Block scheduling agrees with staff, students
The results are in. And halfway through Red Wing High School's first year using block scheduling, the new format seems to be working for both staff and students.
Matt Schultz, Red Wing High School's activities director, helped conduct a survey to gather students' and educators' thoughts on the new system.
Overall, the results are positive. Under block scheduling, students attend four 80-minute classes a day. Not every class therefore meets daily.
Also new is the implementation of a daily advisory period. For this, students were divided into groups based on their career interests and assigned to a staff member who has similar interests. The groups meet each day for a half hour. Integrated into this period are weekly grade checks, time for silent sustained reading and career exploration.
Both teachers and students reported that they felt the advisory time strengthened teacher-student relationships. Students also found the weekly grade checks to be useful.
"It shows kids that someone other than their parents are interested [in how they're doing]," Supt. Stan Slessor said.
Another thing staff and students seem to agree on is an improved school atmosphere. Students reported that the new schedule isn't as stressful and that they enjoy school more. Teachers said the building and classrooms feel more relaxed.
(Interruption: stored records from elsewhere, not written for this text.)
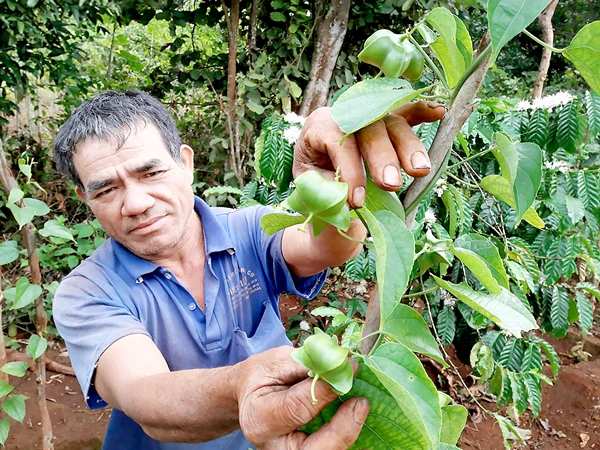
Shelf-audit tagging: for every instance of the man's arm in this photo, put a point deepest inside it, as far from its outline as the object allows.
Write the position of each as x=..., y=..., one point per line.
x=182, y=406
x=267, y=395
x=385, y=146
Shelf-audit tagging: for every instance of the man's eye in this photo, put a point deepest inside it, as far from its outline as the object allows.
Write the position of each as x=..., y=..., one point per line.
x=106, y=191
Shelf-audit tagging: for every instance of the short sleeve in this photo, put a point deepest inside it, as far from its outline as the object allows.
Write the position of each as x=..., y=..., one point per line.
x=90, y=320
x=270, y=252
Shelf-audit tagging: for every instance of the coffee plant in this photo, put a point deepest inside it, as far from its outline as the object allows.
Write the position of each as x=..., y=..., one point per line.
x=500, y=260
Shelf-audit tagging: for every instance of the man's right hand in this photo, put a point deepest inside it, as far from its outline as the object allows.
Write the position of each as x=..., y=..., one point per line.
x=274, y=400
But not everything is positive.
Students said the new schedule leaves less class time to work, which means more homework. Teachers reported that not seeing the same students every day was a challenge.
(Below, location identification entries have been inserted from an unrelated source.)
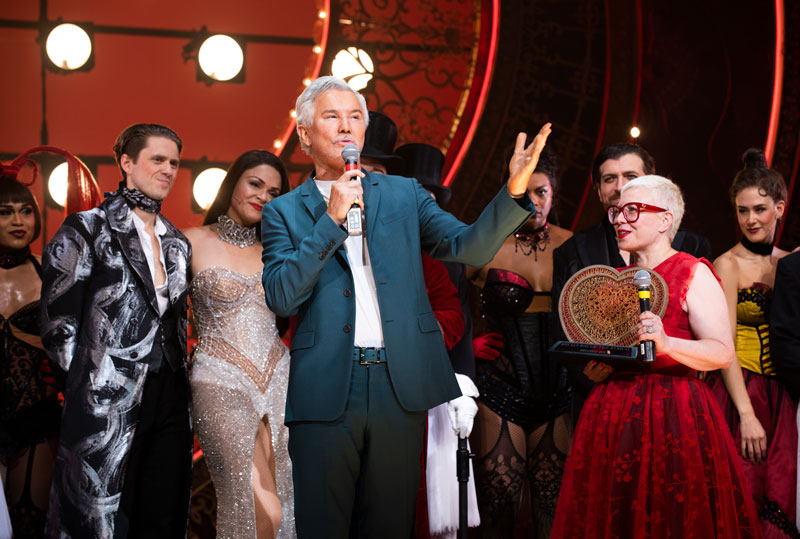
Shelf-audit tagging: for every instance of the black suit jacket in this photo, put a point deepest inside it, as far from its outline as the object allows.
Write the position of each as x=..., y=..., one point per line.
x=784, y=324
x=598, y=245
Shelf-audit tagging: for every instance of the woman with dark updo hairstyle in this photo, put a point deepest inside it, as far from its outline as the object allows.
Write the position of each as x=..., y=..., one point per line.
x=522, y=431
x=760, y=412
x=240, y=370
x=30, y=413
And there were notable differences in the responses of students in different grades. Eighth-graders were much more likely to respond positively to the survey, while seniors were more likely to respond negatively.
Slessor credited this to the oldest students being used to a certain routine and possibly feeling that they don't need advisory time set aside for career exploration.
Slessor said the project is a work in progress, and the students' opinions will help strengthen the program in the future.
"We are going to see more positive results by older students if we keep up efforts to evaluate what we're doing ... and respond to student needs," he said.